What we're saying isn't don't build E tickets; just that big theater productions are, in some ways, more helpful at reallocating existing park capacity than new rides are.
When MMRR opens, it will help to a degree with the other lines, but that will be more than negated by the large number of people that will be drawn to the park to experience the shiny new ride. And since any new ride (no matter what it is) can't handle that demand all by itself, the massive crowd of people will inevitably spread into other lines too.
BUT a show in the Fantasyland Theater is all upside, taking thousands of people off of the midway, but it's also not the sort of thing that people are going to travel to the park specifically to experience. Much in the same way that after awhile no one was coming to the park specifically to watch Soundsational, but Soundsational could still take a little bit of heat off of the ride lines for awhile.

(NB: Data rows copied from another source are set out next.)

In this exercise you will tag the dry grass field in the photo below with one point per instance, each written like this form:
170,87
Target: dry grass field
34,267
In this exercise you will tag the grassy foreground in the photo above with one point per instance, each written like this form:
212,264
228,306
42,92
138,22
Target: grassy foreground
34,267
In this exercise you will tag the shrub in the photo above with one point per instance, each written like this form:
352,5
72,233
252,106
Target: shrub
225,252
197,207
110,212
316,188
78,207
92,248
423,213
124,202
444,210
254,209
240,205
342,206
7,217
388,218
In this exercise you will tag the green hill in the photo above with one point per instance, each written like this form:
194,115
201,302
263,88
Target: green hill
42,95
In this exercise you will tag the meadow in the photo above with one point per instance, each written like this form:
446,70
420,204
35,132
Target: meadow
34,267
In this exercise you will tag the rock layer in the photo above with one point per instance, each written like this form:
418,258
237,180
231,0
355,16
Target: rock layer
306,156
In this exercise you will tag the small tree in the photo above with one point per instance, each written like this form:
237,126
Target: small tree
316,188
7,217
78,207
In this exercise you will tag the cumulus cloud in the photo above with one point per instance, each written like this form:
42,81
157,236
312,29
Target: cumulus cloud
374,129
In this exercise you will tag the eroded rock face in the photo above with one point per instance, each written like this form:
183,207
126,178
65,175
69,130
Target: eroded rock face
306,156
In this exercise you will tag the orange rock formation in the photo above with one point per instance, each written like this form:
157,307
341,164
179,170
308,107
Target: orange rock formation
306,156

Part of the reason WDW in general and DHS in particular has all of those shows even though they're older than dirt is that they effectively take people off of midways and out of ride lines. No one's paying $170 to go to DHS to watch Indiana Jones Stunt Spectacular, true, but thousands of people watching that means there are thousands less in front of you for ROTR. Which is why it's really a shame that apart from Fantasyland Theater and Hyperion, Disneyland just doesn't do these sorts of shows. Sure, they'd have to change them out (a win for the consumer but probably annoying for DLR, hence why they don't happen much), but if DLR had a number of big production shows going every day in the afternoon, all of them soaking up thousands, you'd feel a difference in crowding level.
So both new rides and big shows are helpful for crowds in different ways, even if they have different levels of drawing power.